Environmental concern has infiltrated everyday life. People are increasingly involved in actions to conserve water, recycle and use fewer plastic bags, for example.

The wine industries of Australia, California, New Zealand and South Africa have collaborated to develop a method by which a winery may calculate its carbon footprint. The details may be obtained on the websites www.wfa.org.au or www.ipw.co.za.

The concept of food miles contributes to the carbon footprint of any product, as it implies the distance from the production locality to the eventual market. The further the required distance to transport the product, the bigger the carbon footprint. Depending on the particular production process, the importance of food miles may be overemphasised. Studies undertaken in the UK have indicated that the impact of food supply from industrialised countries on global warming cannot simply be compared to the food miles of countries that are far removed from the market.

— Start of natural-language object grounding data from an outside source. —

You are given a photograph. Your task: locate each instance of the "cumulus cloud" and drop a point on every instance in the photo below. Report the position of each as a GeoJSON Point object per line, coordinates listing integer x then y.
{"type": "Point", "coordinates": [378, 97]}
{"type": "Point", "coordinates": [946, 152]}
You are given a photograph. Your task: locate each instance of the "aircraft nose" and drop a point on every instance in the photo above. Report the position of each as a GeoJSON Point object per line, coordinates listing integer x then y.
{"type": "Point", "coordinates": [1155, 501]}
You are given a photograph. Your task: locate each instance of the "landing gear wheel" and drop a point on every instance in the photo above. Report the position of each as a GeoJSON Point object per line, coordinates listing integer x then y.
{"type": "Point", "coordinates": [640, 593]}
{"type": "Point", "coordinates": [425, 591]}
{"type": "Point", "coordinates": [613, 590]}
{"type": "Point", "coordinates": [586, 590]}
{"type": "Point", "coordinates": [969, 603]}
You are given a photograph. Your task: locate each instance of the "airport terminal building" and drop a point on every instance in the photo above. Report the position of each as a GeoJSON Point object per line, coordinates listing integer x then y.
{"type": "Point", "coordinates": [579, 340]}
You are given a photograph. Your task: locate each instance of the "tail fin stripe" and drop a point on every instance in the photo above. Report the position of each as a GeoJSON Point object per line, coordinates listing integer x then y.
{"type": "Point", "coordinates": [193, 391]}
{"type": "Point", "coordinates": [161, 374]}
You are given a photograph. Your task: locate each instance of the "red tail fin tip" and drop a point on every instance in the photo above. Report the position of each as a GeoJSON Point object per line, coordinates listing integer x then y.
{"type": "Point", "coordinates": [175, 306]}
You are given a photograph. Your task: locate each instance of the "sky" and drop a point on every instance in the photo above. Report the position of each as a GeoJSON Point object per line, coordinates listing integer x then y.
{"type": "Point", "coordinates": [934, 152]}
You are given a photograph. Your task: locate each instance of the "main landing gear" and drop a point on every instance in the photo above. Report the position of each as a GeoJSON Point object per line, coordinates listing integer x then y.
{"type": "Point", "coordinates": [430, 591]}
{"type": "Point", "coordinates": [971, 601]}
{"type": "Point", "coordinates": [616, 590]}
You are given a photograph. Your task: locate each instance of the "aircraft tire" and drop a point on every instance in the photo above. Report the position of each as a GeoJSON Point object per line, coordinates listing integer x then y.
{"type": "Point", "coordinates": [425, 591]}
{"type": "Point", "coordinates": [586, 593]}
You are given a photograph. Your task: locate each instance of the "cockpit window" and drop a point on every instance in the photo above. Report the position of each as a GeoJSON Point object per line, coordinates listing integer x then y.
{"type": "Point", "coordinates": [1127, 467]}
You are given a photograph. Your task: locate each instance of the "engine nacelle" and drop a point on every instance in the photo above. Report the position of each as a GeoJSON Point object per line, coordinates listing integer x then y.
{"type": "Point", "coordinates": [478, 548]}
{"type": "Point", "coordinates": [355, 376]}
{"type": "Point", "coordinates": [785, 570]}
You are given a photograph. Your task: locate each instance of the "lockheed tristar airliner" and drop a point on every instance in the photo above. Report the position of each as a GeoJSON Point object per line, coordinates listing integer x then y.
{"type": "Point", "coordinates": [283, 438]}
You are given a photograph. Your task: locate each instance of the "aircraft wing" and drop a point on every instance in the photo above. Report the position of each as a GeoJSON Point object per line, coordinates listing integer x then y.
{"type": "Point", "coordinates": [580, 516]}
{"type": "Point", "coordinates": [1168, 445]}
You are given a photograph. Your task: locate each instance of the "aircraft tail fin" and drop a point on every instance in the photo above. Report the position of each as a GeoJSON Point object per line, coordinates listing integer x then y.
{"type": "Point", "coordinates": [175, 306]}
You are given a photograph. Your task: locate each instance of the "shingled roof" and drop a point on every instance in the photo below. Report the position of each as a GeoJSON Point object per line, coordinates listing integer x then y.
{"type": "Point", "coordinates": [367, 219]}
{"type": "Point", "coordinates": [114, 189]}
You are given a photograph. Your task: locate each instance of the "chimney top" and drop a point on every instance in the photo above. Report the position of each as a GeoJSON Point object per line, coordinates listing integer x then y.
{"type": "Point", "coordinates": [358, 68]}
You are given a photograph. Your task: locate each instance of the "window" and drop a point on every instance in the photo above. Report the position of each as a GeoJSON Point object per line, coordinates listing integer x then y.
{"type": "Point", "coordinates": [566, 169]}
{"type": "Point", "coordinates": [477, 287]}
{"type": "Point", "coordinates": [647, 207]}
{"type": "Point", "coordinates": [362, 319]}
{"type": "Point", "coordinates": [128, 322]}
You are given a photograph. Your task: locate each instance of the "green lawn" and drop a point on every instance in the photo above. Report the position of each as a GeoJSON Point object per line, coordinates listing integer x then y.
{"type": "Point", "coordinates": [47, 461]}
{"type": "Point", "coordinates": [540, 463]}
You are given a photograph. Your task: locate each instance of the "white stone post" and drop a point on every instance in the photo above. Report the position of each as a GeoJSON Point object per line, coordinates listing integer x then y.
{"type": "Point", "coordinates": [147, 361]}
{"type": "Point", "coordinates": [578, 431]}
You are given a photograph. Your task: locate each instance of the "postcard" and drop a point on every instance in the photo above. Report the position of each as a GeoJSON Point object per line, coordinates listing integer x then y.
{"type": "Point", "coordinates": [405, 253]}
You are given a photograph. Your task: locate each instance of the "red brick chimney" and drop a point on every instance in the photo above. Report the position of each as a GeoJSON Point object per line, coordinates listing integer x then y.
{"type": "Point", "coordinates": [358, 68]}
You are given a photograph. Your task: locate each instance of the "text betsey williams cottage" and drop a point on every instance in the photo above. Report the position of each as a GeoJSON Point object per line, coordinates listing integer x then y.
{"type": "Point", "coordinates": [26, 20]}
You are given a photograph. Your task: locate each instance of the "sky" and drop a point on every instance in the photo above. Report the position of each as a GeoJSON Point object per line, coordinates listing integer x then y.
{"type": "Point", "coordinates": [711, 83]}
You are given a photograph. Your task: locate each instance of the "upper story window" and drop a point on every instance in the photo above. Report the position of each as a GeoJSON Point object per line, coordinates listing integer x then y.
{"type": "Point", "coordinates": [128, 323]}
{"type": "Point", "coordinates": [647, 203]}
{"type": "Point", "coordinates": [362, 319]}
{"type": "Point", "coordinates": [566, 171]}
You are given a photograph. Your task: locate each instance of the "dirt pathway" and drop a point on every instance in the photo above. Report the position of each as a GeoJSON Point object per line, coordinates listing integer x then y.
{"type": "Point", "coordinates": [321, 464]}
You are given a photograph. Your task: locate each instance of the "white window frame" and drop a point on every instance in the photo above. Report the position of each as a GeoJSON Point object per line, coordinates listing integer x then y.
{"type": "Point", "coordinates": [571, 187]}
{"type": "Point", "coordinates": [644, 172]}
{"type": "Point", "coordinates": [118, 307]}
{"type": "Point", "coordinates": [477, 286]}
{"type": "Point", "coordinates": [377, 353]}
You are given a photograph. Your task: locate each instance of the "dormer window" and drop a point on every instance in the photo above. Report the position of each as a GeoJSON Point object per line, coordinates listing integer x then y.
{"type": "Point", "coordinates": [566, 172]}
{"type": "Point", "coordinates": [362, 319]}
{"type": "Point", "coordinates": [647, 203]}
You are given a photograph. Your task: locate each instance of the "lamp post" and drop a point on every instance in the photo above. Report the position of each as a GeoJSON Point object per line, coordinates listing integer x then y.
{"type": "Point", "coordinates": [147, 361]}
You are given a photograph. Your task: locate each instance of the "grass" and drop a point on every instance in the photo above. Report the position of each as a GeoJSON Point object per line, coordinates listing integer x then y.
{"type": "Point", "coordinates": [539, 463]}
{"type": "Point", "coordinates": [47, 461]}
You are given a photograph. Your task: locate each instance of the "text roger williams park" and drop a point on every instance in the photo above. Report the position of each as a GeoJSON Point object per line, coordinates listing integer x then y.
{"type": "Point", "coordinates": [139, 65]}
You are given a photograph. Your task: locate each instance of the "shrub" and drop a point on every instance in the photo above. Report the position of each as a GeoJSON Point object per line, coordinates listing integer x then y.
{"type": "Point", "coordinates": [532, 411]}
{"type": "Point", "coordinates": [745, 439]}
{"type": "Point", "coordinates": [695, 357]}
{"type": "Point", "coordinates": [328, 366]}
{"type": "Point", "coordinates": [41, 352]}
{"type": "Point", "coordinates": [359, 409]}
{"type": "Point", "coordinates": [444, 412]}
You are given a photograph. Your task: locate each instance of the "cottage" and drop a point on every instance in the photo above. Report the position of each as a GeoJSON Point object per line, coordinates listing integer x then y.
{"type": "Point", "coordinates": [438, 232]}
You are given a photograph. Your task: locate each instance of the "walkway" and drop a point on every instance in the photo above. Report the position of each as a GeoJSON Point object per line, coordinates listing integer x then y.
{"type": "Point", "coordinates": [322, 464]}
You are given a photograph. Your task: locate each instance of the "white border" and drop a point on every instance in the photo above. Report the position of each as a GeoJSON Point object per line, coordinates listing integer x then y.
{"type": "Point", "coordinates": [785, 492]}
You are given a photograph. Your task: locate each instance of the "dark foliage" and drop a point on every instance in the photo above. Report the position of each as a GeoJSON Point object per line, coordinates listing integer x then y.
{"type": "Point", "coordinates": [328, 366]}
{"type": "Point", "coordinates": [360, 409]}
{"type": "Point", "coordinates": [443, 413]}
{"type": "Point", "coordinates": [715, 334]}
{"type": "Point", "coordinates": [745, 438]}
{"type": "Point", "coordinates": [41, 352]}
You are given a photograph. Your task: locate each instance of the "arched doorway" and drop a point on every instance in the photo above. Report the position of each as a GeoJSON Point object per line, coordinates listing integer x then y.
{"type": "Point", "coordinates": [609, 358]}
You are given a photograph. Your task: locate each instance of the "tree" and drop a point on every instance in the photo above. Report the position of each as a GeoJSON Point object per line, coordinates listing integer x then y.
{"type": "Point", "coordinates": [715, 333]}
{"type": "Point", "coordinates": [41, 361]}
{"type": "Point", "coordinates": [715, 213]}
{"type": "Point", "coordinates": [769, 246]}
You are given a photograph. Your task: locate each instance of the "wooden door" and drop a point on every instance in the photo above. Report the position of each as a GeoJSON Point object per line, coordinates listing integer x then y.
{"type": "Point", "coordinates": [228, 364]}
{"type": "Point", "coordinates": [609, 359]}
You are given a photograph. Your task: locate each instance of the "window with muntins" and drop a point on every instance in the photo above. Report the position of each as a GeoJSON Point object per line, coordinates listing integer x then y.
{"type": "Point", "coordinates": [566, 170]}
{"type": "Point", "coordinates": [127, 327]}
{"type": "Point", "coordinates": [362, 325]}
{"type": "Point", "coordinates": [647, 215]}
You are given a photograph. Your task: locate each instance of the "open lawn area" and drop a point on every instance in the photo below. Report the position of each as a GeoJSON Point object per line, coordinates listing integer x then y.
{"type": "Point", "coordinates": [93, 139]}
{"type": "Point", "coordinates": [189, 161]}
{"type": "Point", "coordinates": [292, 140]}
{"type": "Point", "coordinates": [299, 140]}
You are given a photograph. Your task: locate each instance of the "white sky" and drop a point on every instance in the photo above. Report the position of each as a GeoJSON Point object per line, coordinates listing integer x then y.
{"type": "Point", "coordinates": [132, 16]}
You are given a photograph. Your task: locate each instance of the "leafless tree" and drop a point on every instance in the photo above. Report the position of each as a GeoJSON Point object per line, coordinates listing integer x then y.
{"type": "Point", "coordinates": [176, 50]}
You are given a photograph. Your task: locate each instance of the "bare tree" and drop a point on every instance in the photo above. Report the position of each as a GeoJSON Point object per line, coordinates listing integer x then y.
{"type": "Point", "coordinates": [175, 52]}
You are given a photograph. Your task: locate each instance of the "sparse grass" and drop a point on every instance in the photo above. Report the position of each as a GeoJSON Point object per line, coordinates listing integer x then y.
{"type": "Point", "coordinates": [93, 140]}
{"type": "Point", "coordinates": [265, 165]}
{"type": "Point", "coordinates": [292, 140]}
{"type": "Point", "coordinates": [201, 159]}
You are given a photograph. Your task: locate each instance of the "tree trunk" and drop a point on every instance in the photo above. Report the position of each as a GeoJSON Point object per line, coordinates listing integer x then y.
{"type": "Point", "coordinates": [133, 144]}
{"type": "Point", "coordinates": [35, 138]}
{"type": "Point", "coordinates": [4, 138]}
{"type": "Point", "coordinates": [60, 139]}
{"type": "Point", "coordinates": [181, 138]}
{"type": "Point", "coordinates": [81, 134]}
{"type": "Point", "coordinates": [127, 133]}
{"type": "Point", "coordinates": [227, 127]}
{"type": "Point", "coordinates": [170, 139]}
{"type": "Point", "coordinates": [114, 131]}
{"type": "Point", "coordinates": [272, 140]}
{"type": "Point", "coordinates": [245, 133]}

The carbon footprint of New Zealand dairy products, lamb and apples for example is four times smaller than similar products produced in the UK, even taking into account the transport, by ship, of those products to the UK. The same applies to the carbon footprint of flowers cultivated in Kenya and transported to the UK by air, which is only one fifth that of flowers cultivated in Holland in hothouses that require heating and lighting and are transported to the UK over a much shorter distance. Besides the fact that it may be unfair to boycott agricultural products from Africa based on scientific facts, the implications of such boycotts could have far-reaching effects for the workers who are directly or indirectly involved in the production of export products (Müller, 2007).

The same argument may apply to the South African wine industry. If South African wines are discriminated against based on food miles, the consequences for thousands of workers in the wine industry may be negative.

Obviously the question arises as to where one would find possible solutions. Besides feasible political solutions, the following aspects deserve attention:

  • Labelling of products in such a way that the benefits of a reduced carbon footprint are emphasised in conjunction with the community benefits of the product in question.
  • A move away from transport that uses more fuel and consequently impacts on the carbon footprint. Shipping transport should be adjusted to reduce the disadvantages thereof, compared to air transport. (Müller, 2007).
  • The international wine sector should reduce the packaging waste that arises annually from wine. The use of environmentally friendly material and possible recycling of packaging material should enjoy preference (Merletti, 2008).
References

Merletti, Rob. 2008. The Green Revolution Is Here. Vineyard & Winery Management, May/June 2008: 8.
Müller, Benito. 2007. Oxford Energy and Environment Comment. Oxford Institute for Energy Studies, October 2007: 6 pages.